Iterative Magnitude Pruning (IMP)

  1. Train \(W_0 + \alpha \Delta W\) for one epoch
  2. Pruning: Among parameters that have not changed sign, keep the top 80% with the largest magnitude, reset the rest to their initial values, and freeze them.
  3. Repeat 5 times → final sparsity of approximately 3.46%
  4. Train with the final sparse mask to obtain the winning ticket

Differences from Other Methods

Method Initialization Rank Constraint Pruning Strategy
LoRA/QLoRA B initialized to zero Low-rank None
LT-SFT \(\Delta W = 0\) None One-shot pruning
RoSA Gradient accumulation Joint low-rank + sparse Gradient-based
RIGSA Random + ReZero gating None (full-rank → sparse) IMP + sign preservation

Key Experimental Results

Target Task: Textual MNIST

Converts MNIST images into numeric text matrices (each pixel quantized to 0-9) as a pure-text image classification task: - SmolLM2-1.7B-Instruct zero-shot accuracy is only about 10% (random-guess level) - Effectively learned after fine-tuning

Main Results

Method Textual MNIST PIQA HellaSwag GSM8k
Baseline (un-finetuned) ~10% 75.4 51.7 43.7
RIGSA (step 1, dense) 99.05% - - 40.7↓
RIGSA (step 3, sparse) 98.37% ~75 ~52 45.1↑
QLoRA (rank=16) 99.46% ~75 ~51 14.18↓↓
Random Mask ~97% - - ~43

Key Findings

  • Target Task: QLoRA is slightly superior to RIGSA (99.46% vs 98.37%).
  • Forgetting: Forgetting in RIGSA on GSM8k is significantly less than that of QLoRA (decrease of ~0 vs ~6% drop).
  • Sparse fine-tuning (including random masking) systematically outperforms QLoRA in retaining source task performance.
  • High-rank QLoRA actually retains source task performance better, possibly because high-rank adaptation is more "natural".

Highlights & Insights

  • Innovatively applies LTH concepts to LLM adapters, employing ReZero gating to address the instability of random initialization.
  • Proposes Textual MNIST as a standardized OOD visual-textual task.
  • Reveals the systematic advantages of sparse fine-tuning in mitigating forgetting.
  • The method is simple and bypasses the need for complex mask selection strategies.

Textual MNIST Task Design

The proposed Textual MNIST serves as a uniquely valuable OOD evaluation benchmark:

  • Quantizes each pixel of a 28×28 grayscale image into 0-9, forming a pure-text representation.
  • SmolLM2 zero-shot/5-shot accuracy is around 10% (random-guess level).
  • The task distribution is completely different from pre-training, clearly measuring the ability to learn new capabilities.
  • Unlike BigBench's ASCII art approach, using single-character numeric encoding is more suitable for tokenizers.

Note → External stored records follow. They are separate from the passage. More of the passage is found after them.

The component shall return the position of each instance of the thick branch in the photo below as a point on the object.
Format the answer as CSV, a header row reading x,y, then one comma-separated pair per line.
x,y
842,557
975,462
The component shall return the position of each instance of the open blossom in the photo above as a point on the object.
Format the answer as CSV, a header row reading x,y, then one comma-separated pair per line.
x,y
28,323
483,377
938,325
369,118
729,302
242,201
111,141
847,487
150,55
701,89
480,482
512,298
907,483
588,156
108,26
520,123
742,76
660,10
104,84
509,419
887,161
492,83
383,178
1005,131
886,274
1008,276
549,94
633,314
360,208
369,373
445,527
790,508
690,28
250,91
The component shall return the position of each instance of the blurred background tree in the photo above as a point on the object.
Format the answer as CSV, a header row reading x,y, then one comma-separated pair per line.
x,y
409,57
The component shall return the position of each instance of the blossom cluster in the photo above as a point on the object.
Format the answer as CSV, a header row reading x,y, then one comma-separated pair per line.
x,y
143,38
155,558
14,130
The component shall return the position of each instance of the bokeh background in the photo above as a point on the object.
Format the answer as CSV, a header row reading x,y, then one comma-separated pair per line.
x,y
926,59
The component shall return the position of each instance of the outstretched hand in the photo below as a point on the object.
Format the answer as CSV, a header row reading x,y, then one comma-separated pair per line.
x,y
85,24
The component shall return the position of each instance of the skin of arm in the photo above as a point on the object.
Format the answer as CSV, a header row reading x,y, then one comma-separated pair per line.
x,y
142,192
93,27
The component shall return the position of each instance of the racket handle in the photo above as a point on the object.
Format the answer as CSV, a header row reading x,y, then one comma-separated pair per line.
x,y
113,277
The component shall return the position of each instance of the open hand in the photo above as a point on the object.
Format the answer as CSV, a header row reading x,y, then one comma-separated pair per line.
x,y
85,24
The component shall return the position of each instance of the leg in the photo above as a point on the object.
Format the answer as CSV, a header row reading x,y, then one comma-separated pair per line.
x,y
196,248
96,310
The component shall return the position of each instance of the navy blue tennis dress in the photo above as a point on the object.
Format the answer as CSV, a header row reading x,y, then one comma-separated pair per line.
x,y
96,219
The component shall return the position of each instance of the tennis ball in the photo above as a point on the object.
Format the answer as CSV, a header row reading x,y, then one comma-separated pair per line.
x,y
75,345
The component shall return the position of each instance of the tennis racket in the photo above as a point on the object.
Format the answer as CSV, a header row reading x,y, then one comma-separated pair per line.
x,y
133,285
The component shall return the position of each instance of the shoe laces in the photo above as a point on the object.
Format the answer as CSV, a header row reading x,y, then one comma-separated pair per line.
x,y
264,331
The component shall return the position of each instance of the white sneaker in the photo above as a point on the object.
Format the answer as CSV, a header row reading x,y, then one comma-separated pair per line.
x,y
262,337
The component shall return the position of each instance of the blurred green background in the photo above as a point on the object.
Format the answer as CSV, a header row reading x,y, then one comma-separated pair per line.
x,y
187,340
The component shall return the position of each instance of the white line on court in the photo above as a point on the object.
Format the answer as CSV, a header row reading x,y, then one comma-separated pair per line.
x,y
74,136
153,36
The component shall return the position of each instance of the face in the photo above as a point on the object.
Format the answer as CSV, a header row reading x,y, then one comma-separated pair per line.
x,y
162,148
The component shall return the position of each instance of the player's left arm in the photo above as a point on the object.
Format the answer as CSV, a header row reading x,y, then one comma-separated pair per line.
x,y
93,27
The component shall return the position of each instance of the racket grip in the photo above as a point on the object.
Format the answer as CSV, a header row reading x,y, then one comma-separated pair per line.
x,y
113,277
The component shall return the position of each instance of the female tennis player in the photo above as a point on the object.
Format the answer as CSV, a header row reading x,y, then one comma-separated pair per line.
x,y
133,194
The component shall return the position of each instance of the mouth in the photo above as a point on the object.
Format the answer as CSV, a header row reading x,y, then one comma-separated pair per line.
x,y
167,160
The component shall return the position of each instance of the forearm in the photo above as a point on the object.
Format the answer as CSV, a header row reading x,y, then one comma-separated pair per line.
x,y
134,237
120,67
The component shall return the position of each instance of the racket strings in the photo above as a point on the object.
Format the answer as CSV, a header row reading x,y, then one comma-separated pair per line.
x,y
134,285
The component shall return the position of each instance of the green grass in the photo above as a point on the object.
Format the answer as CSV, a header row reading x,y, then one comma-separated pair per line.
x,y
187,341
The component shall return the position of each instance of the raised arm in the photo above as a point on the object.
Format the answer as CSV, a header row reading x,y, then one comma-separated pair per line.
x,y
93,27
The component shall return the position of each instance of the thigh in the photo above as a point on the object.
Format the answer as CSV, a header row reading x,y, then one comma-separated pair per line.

This design effectively isolates the effect of transfer learning, making it an ideal testbed for evaluating adapter learning capabilities.

Limitations & Future Work

  • Experiments are restricted to 1.7 B-parameter models, leaving larger models unverified.
  • Pruning 80% in each step is aggressive, potentially leading to suboptimal performance.
  • Validation with only a single target task (Textual MNIST) is insufficient.
  • Lacks statistical significance analysis over multiple experimental runs.
  • Lacks direct comparison with stronger sparse fine-tuning baselines like RoSA.
  • The choice of high weight decay (1.0) lacks theoretical support.

Rating

⭐⭐⭐ — The idea is clear and interesting, combining ReZero gating with IMP in a novel way. However, the experimental scale and depth are insufficient to fully validate the advantages of the method.